One of the things we quickly realized, is our "parenting theology" is a big part of the problem. For some reason, we tend to drop good hermeneutics at the door when it comes to parenting. We need to start with "rules" for reading the Bible. (We are beginning with an assumption in the inerrency, authority and divine authorship of all of Scripture.)

1 - Context, context, context  - Every verse, every word of Scripture must be read within the context it was written. Probably some of the most frequent mis-uses of scripture come from pulling passages out of context. A very common one is Ephesians 5:22 "Wives, submit to your own husbands, as to the Lord" Begin and end it there and you have a verse that demands wives be subservient to their husbands. The entire context though, completely changes the meaning. The prior verse end with "submitting to one another out of reverence for Christ". Verse 25 commands "Husbands, love your wives, as Christ loved the church and gave himself up for her..." Verse 33 reflects 22 with "let the wife see that she respects her husband". No longer do we have a dominating relationship, but one of mutual submission, self-sacrificing love and respect.

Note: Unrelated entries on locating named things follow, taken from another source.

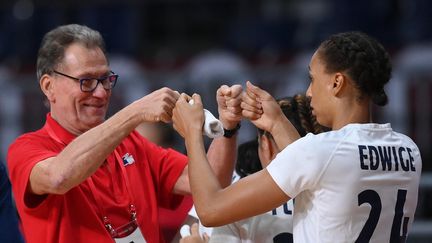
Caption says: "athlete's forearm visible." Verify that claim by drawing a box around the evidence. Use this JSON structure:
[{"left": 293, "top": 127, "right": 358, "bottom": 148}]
[
  {"left": 269, "top": 115, "right": 300, "bottom": 150},
  {"left": 185, "top": 133, "right": 221, "bottom": 218},
  {"left": 30, "top": 105, "right": 140, "bottom": 194},
  {"left": 207, "top": 135, "right": 237, "bottom": 187}
]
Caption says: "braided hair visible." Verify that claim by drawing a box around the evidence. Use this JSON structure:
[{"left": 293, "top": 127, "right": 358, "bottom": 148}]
[
  {"left": 318, "top": 31, "right": 392, "bottom": 106},
  {"left": 235, "top": 94, "right": 327, "bottom": 177},
  {"left": 258, "top": 94, "right": 326, "bottom": 137}
]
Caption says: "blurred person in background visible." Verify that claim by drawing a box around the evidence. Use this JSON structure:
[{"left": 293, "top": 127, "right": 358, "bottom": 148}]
[
  {"left": 0, "top": 161, "right": 24, "bottom": 243},
  {"left": 180, "top": 94, "right": 326, "bottom": 243},
  {"left": 7, "top": 24, "right": 242, "bottom": 243}
]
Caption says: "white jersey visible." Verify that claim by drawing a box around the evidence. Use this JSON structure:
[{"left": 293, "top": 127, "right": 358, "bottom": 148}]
[
  {"left": 209, "top": 200, "right": 293, "bottom": 243},
  {"left": 267, "top": 124, "right": 422, "bottom": 243}
]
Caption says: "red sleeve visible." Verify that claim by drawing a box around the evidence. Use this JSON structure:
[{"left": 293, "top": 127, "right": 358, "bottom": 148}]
[
  {"left": 130, "top": 133, "right": 187, "bottom": 209},
  {"left": 7, "top": 135, "right": 58, "bottom": 209}
]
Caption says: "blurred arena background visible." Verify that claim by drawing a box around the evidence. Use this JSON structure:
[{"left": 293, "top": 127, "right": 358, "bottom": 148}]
[{"left": 0, "top": 0, "right": 432, "bottom": 242}]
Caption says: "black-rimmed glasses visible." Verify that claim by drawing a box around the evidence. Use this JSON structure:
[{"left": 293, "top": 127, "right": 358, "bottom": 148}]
[{"left": 53, "top": 70, "right": 118, "bottom": 92}]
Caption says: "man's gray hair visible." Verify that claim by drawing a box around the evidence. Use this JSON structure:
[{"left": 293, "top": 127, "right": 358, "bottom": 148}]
[{"left": 36, "top": 24, "right": 106, "bottom": 80}]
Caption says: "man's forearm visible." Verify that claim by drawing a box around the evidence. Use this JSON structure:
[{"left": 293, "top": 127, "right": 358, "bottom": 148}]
[{"left": 30, "top": 104, "right": 139, "bottom": 194}]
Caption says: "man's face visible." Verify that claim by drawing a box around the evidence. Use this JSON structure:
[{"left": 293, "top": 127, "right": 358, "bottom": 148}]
[{"left": 49, "top": 44, "right": 111, "bottom": 135}]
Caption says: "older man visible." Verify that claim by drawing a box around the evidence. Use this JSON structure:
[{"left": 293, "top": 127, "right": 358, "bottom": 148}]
[{"left": 8, "top": 25, "right": 241, "bottom": 243}]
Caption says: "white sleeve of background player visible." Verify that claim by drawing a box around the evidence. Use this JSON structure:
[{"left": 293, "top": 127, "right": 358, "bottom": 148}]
[
  {"left": 209, "top": 223, "right": 242, "bottom": 243},
  {"left": 266, "top": 134, "right": 333, "bottom": 198}
]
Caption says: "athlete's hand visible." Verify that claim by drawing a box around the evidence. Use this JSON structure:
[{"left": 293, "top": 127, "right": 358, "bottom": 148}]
[
  {"left": 216, "top": 84, "right": 243, "bottom": 129},
  {"left": 172, "top": 93, "right": 204, "bottom": 138},
  {"left": 180, "top": 223, "right": 210, "bottom": 243},
  {"left": 134, "top": 87, "right": 180, "bottom": 123},
  {"left": 241, "top": 81, "right": 286, "bottom": 133}
]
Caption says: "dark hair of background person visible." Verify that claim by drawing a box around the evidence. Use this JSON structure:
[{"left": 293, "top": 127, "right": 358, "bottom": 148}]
[
  {"left": 235, "top": 94, "right": 327, "bottom": 178},
  {"left": 36, "top": 24, "right": 108, "bottom": 80},
  {"left": 318, "top": 31, "right": 392, "bottom": 106}
]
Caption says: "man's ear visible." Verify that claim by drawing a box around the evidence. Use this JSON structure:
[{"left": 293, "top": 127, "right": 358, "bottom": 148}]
[
  {"left": 333, "top": 72, "right": 347, "bottom": 96},
  {"left": 39, "top": 74, "right": 55, "bottom": 103}
]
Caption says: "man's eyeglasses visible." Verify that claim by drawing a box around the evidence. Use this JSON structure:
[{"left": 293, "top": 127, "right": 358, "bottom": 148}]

2- Literary Genres are Important - It rarely fails when going to a parenting workshop, Proverbs 13:24 is quoted. "Whoever spares the rod hates his son, but he who loves him is diligent to discipline him."  This is coming from Proverbs, a book of wisdom literature. Wisdom literature, by its nature, intent and structure, is different from law, history, and gospels.  Quite frequently this Proverb is used as law - children must be spanked. But it isn't law, it is wisdom. Its intent is not to demand spanking, but to impart the wisdom of firmly disciplining children.

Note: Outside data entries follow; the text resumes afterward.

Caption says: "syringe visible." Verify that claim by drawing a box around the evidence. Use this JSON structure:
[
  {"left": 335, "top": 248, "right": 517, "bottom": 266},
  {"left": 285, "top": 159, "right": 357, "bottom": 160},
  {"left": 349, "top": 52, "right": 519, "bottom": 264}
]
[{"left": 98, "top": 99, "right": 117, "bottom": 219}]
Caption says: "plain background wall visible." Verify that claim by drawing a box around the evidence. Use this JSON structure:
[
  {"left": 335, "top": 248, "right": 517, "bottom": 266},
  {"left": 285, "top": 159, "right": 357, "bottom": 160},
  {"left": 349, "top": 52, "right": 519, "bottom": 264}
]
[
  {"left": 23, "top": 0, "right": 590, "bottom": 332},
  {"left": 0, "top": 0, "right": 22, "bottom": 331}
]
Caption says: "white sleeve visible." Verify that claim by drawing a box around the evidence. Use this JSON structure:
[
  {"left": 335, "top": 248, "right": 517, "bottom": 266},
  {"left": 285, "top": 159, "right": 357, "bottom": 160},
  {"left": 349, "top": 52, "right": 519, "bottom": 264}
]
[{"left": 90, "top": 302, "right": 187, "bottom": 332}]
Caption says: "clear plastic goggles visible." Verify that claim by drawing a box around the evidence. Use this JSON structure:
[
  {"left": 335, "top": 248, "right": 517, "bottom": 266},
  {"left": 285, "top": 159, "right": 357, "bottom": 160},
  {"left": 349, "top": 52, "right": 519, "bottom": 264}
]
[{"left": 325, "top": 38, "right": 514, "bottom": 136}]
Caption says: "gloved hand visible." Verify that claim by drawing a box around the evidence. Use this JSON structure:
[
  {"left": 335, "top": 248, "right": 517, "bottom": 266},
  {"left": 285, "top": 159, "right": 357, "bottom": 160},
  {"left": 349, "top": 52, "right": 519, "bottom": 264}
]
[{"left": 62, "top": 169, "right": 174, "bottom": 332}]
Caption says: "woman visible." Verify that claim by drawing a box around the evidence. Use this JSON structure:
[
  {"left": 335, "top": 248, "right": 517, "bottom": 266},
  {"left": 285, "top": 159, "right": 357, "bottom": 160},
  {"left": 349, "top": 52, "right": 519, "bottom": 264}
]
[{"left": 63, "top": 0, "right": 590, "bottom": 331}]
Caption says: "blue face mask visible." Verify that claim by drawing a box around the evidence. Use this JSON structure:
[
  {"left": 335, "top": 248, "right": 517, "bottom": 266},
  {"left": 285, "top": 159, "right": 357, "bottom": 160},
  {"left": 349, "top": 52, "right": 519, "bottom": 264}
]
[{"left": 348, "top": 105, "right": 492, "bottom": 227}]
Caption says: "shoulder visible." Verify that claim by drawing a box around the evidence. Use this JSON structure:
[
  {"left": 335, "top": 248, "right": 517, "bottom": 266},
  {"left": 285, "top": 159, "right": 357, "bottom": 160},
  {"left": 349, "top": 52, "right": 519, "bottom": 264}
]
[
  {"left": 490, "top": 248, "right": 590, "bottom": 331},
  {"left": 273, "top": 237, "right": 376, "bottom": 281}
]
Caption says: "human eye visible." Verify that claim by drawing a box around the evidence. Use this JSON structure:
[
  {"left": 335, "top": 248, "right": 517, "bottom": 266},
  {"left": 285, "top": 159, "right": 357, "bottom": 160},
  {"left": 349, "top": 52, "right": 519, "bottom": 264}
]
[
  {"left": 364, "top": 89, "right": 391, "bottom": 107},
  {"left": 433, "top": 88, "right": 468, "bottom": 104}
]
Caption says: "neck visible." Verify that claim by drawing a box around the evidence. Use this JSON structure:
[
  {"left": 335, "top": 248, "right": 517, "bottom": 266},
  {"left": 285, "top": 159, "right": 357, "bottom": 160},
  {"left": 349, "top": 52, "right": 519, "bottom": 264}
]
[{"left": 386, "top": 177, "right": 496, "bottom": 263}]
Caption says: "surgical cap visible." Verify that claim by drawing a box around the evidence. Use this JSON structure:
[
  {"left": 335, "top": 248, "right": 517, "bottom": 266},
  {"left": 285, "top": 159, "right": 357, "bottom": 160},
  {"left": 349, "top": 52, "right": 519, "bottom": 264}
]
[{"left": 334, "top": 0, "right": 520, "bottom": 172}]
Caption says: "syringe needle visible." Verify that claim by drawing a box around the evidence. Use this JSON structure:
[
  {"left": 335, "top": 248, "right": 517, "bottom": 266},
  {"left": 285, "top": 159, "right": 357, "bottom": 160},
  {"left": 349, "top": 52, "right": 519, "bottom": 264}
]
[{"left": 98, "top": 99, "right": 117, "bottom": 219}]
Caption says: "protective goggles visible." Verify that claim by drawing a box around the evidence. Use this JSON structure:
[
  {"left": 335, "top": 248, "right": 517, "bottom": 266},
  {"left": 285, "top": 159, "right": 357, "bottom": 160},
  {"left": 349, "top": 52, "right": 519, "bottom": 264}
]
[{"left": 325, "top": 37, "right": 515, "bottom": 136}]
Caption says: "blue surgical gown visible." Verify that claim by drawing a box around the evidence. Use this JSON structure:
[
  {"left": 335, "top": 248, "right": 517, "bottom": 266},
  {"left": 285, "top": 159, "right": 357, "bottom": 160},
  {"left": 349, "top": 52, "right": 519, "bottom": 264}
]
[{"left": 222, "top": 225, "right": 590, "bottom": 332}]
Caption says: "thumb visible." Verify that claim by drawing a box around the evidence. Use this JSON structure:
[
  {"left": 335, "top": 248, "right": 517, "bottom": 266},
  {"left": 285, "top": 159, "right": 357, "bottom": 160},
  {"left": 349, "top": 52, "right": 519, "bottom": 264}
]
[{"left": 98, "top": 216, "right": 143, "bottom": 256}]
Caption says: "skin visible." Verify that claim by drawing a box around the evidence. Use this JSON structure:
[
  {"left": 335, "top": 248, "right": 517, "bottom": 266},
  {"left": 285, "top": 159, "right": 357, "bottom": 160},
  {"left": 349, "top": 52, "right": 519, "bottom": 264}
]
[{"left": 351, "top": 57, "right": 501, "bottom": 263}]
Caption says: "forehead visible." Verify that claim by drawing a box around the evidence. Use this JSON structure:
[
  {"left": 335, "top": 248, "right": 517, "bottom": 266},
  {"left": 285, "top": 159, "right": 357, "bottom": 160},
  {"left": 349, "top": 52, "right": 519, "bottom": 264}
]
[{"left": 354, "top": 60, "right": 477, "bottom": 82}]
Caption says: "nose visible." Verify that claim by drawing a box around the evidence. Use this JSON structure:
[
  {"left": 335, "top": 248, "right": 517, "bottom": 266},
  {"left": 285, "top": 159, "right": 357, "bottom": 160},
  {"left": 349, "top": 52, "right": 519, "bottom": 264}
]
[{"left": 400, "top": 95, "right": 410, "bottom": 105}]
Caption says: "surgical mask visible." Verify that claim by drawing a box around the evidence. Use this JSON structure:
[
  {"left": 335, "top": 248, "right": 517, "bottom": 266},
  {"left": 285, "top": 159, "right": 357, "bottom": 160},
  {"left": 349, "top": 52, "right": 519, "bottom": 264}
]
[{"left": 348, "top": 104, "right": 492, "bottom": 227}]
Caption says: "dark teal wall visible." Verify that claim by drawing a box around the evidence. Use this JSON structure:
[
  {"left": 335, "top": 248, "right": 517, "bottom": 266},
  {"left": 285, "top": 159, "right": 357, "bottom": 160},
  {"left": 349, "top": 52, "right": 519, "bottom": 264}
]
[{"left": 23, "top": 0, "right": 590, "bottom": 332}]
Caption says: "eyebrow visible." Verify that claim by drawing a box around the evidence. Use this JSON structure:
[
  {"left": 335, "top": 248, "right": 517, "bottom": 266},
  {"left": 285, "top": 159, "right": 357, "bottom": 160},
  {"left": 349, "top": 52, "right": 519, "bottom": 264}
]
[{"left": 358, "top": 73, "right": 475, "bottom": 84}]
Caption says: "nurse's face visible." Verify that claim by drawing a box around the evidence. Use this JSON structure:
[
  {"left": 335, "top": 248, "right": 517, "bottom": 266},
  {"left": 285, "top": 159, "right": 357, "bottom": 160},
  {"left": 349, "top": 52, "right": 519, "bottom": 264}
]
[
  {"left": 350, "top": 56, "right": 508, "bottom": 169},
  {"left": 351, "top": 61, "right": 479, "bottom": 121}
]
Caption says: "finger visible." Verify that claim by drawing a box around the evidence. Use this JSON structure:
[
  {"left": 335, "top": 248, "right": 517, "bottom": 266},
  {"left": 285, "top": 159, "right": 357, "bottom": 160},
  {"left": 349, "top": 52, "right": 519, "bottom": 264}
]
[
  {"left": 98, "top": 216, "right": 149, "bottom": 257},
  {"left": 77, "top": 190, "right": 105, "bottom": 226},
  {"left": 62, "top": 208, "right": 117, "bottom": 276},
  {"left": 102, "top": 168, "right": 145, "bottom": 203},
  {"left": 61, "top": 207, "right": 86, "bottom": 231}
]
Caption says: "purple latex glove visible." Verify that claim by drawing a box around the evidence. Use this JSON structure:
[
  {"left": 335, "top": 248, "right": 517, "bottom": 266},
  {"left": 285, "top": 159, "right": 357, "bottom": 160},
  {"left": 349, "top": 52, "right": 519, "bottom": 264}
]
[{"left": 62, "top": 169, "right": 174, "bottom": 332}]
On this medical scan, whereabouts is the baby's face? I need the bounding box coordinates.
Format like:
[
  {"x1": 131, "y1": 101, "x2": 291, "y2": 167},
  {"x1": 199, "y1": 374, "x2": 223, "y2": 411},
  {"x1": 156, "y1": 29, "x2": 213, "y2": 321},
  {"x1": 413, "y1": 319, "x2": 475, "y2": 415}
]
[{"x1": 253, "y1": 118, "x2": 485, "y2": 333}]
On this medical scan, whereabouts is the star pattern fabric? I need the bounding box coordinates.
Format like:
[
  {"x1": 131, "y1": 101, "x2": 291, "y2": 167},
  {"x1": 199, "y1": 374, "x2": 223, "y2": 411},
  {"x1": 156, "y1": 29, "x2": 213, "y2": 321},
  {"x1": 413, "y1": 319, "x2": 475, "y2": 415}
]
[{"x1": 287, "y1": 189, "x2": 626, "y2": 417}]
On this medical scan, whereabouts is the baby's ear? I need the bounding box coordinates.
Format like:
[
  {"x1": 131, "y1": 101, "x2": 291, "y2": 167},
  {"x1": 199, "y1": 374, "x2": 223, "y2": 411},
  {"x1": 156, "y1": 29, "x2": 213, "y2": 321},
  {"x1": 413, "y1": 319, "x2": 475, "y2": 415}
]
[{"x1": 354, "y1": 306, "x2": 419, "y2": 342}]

3 - Redemptive History- All of scripture should be read in light of God's promise to redeem man, namely through Jesus Christ. Without the light of redemptive history, one could claim that Genesis 22 teaches child sacrifice!

4 - Reading in Light of the Whole - Scripture cannot be the Word of God and conflict with itself.  Our interpretation of one passage, must be consistent with what is in the rest of scripture.  It is inconsistent to think we can predict the date of the return of Christ from Revelation and Daniel in light of Jesus' words in Matthew 24, "no one knows, not even the angels of heaven nor the Son".

5 - Avoid moralisms - This has become one of my personal pet peeves, especially when teaching children Bible stories. David and Goliath. How many children have been told that they have to "be like David" and God will help them defeat the Goliaths in their lives? There are several problems with this: 1- the passage is mainly about God's redemption of His people (Redemptive History) 2- The passage is quite clear that David gave God the credit for the victory, and it was not David's actions, but God's power through David that saved the Israelites  3-God does not always allow our Goliaths to be defeated. Sometimes we must walk through a fiery furnace. Sometimes we are stoned to death. My all time favorite was the Sunday School lesson that directed me to teach the Tower of Babel  The curriculum's goal: That the children would understand that every language was created by God, so we should love people of all languages. Um, that is no where near the message of the passage. Different languages were given as a curse for pride and idolatry!

6 - Read more complex passages in light of more clear ones - Much of scripture can be very difficult to understand and accept. Some of it makes me scratch my head and say "Why in the world would God put this in here?" Fortunately many of those passages are more easily understood in light of easier passages (and when #1-5 are also applied). Read Song of Solomon 7:7. I wouldn't allow my children to touch any other book with this type of imagery in it!